Abstract
Cornea plana (CP) is a rare ocular condition existing in two distinct clinical and hereditary forms: a milder, autosomal dominant type I and a more severe, autosomal recessive type II. The condition is more commonly found in Finnish, Saudi, and Czech families. We report three brothers from a consanguineous marriage that presented with complaints of decreased vision of varying degrees. All three of them have blue, thick, and hazy corneas with shallow anterior chamber depths. The additional features of CP type II were seen in the older two brothers including arcus lipoids, ill-demarcated limbus, and an accommodative squint. They were managed by the correction of refractive errors through spectacles and detailed counseling with follow-up visits to look for progressive complications. The management is mainly centered around optically or surgically correcting the developmental anomalies. This is complimented with proper genetic counseling and regular follow-up visits to look for and manage complications. There are, however, novel therapies that can be considered in these patients including corneal transplants or corneal stromal stem cellular therapies.
Keywords: Autosomal dominant, autosomal recessive, cornea plana, fibrillogenesis, hypermetropia, keratocan, sclerocornea
Introduction
Cornea plana (CP) is a rare hereditary condition, characterized by flattening of the corneal curvature making it like that of the sclera and leading typically, to hypermetropia and a hazy corneal limbus. It presents as either mild, autosomal dominant type 1 (CNA1, MIM 121400) or more severe, autosomal recessive type II (CNA2, MIM 217300), both of which are attributed to chromosome 12q21,33 through linkage analysis.[1] The condition is characterized by a flat corneal curvature, marked hyperopia due to low refractive power, and consequent accommodative esotropia. Other features include various cornea anterior segment abnormalities without systemic problems.[2,3]
Corneal thickness is a multifactorial genetic trait in which corneal stroma accounts for about 90% of the total thickness. It is composed of special interwoven type 1 collagen fibrils arranged uniformly. These collagen fibrils are interlinked with multiple other matrix substances.[4] Keratocan is a small leucine-rich proteoglycan, whose core is composed of leucine-rich regions which allow stacking into arched β-sheets, that stabilize its three-dimensional structure and is required for fibrillogenesis.[2]

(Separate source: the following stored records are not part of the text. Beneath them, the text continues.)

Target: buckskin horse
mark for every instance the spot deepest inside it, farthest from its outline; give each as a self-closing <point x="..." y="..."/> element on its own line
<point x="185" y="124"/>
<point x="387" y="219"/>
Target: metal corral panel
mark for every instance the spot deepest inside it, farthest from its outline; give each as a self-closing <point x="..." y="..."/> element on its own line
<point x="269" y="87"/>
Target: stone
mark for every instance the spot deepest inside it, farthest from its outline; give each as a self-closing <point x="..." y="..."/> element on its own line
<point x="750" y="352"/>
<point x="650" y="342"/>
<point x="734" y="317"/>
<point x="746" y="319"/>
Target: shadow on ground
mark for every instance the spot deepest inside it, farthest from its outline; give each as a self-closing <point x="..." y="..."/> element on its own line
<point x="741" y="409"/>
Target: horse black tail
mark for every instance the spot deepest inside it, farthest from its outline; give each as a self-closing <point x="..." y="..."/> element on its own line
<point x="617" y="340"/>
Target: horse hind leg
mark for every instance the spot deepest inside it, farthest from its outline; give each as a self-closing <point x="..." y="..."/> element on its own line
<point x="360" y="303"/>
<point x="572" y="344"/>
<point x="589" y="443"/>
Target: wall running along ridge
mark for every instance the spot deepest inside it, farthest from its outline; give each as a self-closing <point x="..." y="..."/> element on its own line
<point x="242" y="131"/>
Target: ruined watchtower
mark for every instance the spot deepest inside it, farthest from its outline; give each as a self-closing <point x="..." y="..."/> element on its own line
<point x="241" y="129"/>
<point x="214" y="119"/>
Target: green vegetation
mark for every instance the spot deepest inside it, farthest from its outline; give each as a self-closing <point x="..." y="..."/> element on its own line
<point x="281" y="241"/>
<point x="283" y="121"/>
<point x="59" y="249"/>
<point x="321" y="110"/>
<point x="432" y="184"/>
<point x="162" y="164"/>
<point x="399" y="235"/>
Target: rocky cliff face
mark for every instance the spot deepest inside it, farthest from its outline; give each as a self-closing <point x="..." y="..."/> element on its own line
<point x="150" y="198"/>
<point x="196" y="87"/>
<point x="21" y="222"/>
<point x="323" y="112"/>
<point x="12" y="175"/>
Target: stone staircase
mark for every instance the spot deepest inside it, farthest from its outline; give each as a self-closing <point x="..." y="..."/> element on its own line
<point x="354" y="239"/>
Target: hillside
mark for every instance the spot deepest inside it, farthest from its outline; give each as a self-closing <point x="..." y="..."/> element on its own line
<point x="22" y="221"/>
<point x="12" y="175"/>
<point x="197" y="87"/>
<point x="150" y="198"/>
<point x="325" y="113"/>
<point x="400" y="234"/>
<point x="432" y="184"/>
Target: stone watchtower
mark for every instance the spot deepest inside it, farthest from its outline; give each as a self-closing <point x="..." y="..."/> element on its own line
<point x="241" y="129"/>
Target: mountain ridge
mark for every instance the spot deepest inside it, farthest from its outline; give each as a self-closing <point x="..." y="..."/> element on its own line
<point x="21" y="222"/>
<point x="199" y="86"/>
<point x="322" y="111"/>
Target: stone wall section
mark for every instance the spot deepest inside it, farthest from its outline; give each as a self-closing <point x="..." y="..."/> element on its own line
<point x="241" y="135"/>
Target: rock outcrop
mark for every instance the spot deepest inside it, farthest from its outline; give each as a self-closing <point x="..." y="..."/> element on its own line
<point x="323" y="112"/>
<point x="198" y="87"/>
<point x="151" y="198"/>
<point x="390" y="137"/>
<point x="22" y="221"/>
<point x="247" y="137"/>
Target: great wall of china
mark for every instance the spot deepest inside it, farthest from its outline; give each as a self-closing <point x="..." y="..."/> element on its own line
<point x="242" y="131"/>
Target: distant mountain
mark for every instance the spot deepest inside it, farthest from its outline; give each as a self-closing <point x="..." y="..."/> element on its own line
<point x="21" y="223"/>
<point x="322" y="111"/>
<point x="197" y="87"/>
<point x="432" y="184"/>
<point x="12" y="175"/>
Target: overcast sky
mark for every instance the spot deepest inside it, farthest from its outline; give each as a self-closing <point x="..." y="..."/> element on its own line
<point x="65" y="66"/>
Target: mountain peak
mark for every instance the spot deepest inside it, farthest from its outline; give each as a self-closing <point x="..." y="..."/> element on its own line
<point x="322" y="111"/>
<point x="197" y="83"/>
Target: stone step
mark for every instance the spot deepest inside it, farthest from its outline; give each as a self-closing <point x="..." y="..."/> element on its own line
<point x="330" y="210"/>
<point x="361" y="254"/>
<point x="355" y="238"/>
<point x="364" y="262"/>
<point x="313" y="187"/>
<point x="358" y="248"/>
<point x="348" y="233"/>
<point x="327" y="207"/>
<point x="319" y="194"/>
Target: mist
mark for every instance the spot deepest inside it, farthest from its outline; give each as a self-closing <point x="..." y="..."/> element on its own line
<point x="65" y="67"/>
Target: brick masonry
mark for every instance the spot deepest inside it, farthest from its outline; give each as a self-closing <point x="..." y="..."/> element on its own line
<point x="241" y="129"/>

Although the condition has a global distribution, it is typically seen within the Finnish, Saudi, and Czech Populus.[1,2] Here, we present a set of three siblings diagnosed with CP. To our knowledge, these are the first cases of CP reported in Pakistan.
Case Reports
Three brothers were brought to our ophthalmology clinic by their mother with complaints of decreased vision of varying degrees. The family was from a lower socioeconomic class and had presented from Mianwali, Punjab, Pakistan. They are born of consanguineous marriage and as per their mother, had a first-degree cousin already diagnosed with CP. The family tree is shown in a pedigree in Figure 1.
Figure 1.
Pedigree of the family
Case 1
The elder brother an 11 years old had complaints of painless decreased acuity for both near and far vision since childhood along with an inward deviation of the left eye. His visual deterioration was gradually worsening and progressive and after multiple hospital visits, had been using corrective glasses which resolved both complaints since he was 3 years old. His past birth, developmental, surgical, and medical history was unremarkable.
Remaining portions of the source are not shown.